2. Kasih Sebagai Motivasi
Augustinus pernah berkata: “Kewaspadaan bukanlah ketakutan, melainkan kasih yang menjaga.” Seorang ibu berjaga atas anaknya bukan karena paranoid, tetapi karena cinta. Begitu pula gembala rohani, harus menjaga dengan kasih bukan dalam ketakutan berlebih sehingga mengekang jemaat dengan aturan-aturan yang sebenarnya juga tidak diperlukan untuk ada. Apalagi jika menegur jemaat karena melenceng dari harapan kita dengan kata-kata yang kasar dan melukai hatinya, lalu berdalih “saya memang seperti ini” maka perlu direnungkan, manakah yang benar: kasih yang Kristus ajarkan adalah perkataan yang melukai hati atau yang mengubah hati?
3. Yesus Sebagai Teladan
Yesus berjaga atas murid-murid-Nya. Ia tahu kelemahan mereka, tetapi tetap sabar. Ia tidak pernah tidur dalam hal kasih dan perhatian-Nya. Ia adalah Gembala yang baik yang tidak membiarkan satu domba pun hilang. Bahkan dalam Lukas 15:3-7, disitu Tuhan Yesus memberikan perumpamaan bahwa saat ada 1 domba hilang ditemukan, seluruh sorga bersorak-sorai, demikianlah gambaran sukacita Gembala Agung kita saat ada domba yang terus diperhatikan dan dicari saat tersesat, bukan dibiarkan begitu saja. Mari kita teladani Tuhan kita, sekalipun memang tidak mungkin kita dapat mengikuti Dia 100% tetapi keadaan ideal memang membuat para pemimpin sudah sepatutnya meneladani Kristus sekalipun dalam kelemahan.
Penutup: Berjaga dengan Kasih, Bukan dengan Kecurigaan
Anjing gembala tidak tertidur bukan karena takut kehilangan statusnya, tetapi karena cintanya kepada kawanan tuannya. Demikian pula pemimpin rohani. Kita dipanggil untuk berjaga bukan karena ingin mempertahankan status ataupun kekuasaan, tetapi karena kasih Kristus menggerakkan kita untuk memperhatikan kawanan domba-Nya.

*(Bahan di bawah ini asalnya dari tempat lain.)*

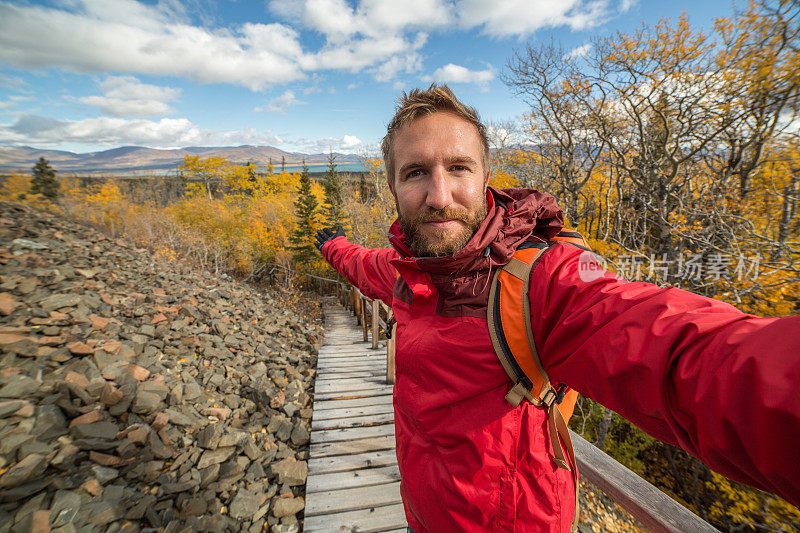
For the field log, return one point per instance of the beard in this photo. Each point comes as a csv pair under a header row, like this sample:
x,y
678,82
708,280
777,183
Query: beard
x,y
435,242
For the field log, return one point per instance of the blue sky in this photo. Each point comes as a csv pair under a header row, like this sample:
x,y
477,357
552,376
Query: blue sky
x,y
301,75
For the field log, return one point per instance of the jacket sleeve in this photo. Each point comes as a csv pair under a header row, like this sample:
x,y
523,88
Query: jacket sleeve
x,y
689,370
367,269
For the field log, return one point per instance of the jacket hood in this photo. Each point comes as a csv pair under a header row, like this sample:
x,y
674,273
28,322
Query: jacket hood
x,y
513,216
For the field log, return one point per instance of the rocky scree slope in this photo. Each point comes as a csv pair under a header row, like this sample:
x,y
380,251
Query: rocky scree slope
x,y
138,394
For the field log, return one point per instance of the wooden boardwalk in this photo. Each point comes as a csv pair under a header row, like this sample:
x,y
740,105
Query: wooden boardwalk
x,y
353,482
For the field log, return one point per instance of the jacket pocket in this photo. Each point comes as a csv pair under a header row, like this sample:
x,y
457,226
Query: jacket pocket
x,y
505,501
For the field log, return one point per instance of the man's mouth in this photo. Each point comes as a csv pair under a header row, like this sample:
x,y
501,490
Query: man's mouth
x,y
441,223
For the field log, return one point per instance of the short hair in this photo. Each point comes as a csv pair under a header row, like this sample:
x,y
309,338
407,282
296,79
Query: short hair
x,y
419,103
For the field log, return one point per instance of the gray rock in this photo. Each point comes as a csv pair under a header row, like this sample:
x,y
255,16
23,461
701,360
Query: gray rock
x,y
287,506
57,301
180,419
64,508
101,512
210,436
244,504
212,457
146,402
104,474
31,466
300,435
19,387
9,407
50,422
95,430
158,448
291,471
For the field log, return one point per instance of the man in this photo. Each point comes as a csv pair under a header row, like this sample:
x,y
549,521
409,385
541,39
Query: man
x,y
689,370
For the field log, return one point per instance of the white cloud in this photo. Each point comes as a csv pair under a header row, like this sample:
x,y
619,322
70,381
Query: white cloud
x,y
451,73
12,82
107,131
579,51
280,104
523,17
14,100
345,144
126,96
384,37
125,36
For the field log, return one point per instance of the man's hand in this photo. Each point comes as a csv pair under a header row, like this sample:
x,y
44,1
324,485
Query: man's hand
x,y
326,234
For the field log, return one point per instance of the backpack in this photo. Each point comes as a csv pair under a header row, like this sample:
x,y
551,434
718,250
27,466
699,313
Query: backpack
x,y
509,318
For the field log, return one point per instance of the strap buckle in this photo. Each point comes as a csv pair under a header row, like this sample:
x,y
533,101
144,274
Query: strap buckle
x,y
549,397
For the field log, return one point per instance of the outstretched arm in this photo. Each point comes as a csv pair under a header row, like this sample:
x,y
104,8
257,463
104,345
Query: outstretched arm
x,y
689,370
367,269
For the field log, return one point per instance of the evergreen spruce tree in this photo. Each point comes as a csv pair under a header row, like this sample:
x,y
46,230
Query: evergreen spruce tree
x,y
44,180
305,207
333,209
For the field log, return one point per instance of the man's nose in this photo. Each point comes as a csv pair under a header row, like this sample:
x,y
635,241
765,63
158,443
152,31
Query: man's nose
x,y
439,193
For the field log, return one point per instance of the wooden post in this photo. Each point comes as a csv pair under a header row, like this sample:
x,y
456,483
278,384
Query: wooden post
x,y
390,351
375,320
364,319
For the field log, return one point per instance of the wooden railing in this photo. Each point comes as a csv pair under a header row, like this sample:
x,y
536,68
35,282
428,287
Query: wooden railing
x,y
651,507
376,313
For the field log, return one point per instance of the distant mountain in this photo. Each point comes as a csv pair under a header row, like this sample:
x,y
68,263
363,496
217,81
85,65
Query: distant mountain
x,y
141,160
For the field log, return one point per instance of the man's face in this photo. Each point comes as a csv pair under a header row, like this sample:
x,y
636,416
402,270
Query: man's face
x,y
439,184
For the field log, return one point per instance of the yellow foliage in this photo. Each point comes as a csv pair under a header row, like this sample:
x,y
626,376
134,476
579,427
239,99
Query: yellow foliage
x,y
17,187
504,180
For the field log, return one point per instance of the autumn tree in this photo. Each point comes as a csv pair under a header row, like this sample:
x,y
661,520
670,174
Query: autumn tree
x,y
676,153
205,175
333,208
44,180
305,207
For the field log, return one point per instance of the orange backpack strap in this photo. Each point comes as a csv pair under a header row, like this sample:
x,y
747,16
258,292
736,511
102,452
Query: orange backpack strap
x,y
509,318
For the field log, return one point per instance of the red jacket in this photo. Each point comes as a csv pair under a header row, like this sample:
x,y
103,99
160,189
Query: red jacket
x,y
689,370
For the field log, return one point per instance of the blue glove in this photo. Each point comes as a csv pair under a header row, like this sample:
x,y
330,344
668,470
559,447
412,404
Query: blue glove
x,y
326,234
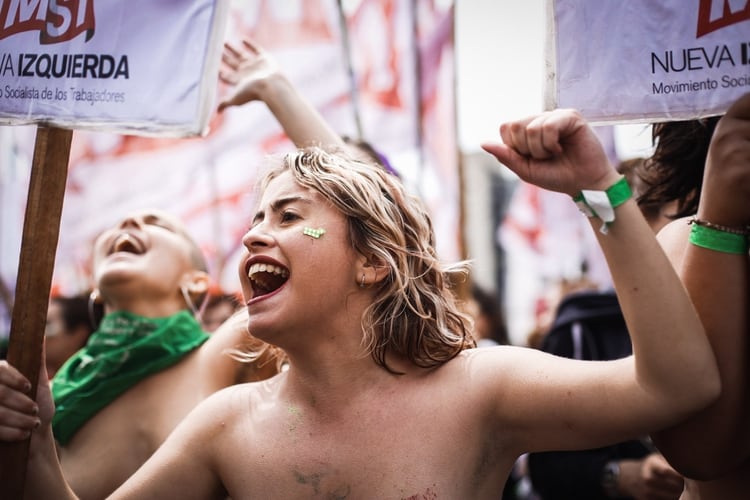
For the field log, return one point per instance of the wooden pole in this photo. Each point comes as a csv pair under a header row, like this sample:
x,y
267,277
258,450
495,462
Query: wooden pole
x,y
41,228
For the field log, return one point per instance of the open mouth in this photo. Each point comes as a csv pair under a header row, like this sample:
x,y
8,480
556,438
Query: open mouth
x,y
266,278
127,243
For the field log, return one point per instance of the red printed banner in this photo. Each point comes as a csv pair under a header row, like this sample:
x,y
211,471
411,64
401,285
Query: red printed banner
x,y
645,61
402,107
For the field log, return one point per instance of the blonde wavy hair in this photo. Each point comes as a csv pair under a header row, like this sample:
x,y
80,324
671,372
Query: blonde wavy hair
x,y
414,314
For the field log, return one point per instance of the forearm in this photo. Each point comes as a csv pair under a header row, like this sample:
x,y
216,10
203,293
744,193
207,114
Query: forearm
x,y
673,360
300,120
717,283
44,477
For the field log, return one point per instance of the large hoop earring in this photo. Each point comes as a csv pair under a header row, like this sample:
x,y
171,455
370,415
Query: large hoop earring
x,y
94,298
189,302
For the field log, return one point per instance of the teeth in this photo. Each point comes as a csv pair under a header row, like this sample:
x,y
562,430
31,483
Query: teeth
x,y
266,268
126,243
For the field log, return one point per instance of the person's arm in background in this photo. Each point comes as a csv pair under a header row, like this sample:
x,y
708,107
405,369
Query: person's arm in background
x,y
561,475
255,76
717,439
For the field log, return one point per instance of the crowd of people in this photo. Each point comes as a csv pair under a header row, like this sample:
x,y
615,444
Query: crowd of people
x,y
350,368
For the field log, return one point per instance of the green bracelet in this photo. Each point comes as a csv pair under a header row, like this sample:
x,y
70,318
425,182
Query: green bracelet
x,y
708,236
602,204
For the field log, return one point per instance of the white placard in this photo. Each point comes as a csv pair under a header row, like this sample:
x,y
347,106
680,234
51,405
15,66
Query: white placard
x,y
646,61
146,67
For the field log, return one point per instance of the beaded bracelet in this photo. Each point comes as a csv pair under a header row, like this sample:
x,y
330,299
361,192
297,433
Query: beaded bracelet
x,y
602,204
718,238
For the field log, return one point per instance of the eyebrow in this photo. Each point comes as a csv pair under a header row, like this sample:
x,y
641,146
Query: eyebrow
x,y
279,205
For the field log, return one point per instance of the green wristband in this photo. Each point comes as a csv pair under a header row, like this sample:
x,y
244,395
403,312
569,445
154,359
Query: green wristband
x,y
720,241
602,204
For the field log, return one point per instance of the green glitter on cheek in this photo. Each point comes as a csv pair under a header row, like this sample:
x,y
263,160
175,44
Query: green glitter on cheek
x,y
314,233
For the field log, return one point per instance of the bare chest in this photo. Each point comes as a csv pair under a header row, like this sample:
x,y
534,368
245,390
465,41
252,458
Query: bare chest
x,y
392,449
118,439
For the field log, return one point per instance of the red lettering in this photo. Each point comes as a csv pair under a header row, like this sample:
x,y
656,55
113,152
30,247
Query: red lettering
x,y
55,20
709,22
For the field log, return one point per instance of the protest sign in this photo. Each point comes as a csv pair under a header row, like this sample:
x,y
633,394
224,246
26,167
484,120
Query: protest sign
x,y
139,66
645,61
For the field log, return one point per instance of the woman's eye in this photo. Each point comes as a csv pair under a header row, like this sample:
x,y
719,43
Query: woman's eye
x,y
289,216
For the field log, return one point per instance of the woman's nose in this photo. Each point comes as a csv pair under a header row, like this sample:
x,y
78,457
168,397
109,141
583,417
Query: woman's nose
x,y
257,236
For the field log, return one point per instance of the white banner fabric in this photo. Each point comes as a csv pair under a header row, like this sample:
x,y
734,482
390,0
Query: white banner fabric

1 Korintus 3:6–7 mengingatkan:
“Aku menanam, Apolos menyiram, tetapi Allah yang memberi pertumbuhan. Karena itu yang penting bukanlah yang menanam atau yang menyiram, melainkan Allah yang memberi pertumbuhan.”
Kewaspadaan kita adalah bagian dari ketaatan kita, bukan untuk membuktikan siapa kita, tetapi untuk memuliakan siapa Allah itu, karena pada akhirnya apapun yang kita usahakan, Tuhanlah yang memberikan perkembangan bagi jemaatNya.

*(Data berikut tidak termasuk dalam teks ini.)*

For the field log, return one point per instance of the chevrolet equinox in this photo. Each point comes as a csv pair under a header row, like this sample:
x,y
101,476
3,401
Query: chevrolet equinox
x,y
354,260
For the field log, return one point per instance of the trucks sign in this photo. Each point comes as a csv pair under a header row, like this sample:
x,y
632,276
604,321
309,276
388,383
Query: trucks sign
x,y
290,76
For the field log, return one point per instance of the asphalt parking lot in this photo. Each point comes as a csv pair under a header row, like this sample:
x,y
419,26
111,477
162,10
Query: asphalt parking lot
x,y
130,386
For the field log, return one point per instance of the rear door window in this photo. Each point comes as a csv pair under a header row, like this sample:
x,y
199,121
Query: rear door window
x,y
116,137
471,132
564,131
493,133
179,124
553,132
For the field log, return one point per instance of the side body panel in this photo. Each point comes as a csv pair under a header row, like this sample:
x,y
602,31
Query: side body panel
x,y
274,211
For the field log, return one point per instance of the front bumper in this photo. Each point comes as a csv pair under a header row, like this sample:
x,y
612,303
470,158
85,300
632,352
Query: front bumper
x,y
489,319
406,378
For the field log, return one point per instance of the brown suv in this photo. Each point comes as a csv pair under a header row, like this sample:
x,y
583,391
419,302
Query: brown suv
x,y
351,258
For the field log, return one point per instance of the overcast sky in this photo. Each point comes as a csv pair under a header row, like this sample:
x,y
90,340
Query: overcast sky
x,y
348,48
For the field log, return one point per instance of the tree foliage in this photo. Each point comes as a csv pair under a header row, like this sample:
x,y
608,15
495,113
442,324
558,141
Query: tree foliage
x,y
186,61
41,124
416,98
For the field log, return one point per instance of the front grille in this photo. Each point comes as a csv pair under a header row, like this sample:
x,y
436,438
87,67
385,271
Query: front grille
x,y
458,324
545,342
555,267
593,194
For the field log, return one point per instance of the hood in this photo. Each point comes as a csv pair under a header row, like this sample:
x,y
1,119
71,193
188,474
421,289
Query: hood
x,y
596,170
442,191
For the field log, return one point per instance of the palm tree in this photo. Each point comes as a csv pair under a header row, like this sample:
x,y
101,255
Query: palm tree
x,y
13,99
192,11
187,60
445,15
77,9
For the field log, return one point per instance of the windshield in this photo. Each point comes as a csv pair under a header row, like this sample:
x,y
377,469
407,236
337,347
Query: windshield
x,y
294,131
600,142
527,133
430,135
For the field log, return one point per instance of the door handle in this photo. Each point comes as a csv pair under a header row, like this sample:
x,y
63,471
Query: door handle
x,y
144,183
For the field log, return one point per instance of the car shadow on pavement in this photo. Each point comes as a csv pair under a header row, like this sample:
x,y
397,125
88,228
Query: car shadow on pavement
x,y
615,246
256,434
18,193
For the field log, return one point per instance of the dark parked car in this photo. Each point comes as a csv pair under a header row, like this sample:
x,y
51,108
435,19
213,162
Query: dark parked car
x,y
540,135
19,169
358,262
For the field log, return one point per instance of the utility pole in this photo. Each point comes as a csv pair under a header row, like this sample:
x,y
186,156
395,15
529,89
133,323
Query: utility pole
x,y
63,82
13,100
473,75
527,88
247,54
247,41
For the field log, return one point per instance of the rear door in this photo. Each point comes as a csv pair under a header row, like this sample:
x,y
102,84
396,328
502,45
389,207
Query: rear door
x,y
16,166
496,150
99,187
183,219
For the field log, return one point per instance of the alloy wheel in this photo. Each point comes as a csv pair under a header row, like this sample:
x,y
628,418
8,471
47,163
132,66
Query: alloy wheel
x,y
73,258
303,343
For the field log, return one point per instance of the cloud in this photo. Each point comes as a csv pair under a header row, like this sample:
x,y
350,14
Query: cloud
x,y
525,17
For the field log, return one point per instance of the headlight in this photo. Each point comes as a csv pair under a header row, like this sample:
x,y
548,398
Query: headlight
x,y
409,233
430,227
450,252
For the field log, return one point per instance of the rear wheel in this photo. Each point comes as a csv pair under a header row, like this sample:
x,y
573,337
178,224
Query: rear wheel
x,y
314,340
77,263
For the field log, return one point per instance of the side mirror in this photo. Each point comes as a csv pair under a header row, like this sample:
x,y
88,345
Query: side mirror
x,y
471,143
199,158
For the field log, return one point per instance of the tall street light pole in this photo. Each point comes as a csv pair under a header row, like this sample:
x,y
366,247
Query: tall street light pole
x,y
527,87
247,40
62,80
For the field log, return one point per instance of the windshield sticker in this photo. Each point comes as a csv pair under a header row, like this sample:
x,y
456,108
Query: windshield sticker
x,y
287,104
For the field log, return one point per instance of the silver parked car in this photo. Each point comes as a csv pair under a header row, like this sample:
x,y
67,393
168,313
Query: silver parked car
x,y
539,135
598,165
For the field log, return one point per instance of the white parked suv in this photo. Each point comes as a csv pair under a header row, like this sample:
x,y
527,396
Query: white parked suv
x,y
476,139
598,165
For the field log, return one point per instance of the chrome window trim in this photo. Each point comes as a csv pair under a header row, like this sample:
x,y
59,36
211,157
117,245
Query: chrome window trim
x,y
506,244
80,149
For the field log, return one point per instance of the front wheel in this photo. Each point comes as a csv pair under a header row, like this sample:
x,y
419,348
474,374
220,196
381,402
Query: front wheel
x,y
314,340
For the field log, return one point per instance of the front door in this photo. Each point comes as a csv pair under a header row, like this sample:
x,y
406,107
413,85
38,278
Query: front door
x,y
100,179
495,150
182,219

Mari kita menutup refleksi ini dengan doa:
“Tuhan, Engkaulah Gembala Agung yang tidak pernah tidur. Engkau berjaga atas hidup kami dengan kasih yang tak pernah padam. Tolong kami, para pelayan-Mu, agar belajar berjaga dengan hati yang setia. Jauhkan kami dari kelalaian, dari rasa puas diri, dan dari kesombongan. Ajari kami untuk mendengar suara-Mu, melihat dengan mata-Mu, dan menjaga kawanan-Mu dengan kasih yang Engkau berikan. Amin.”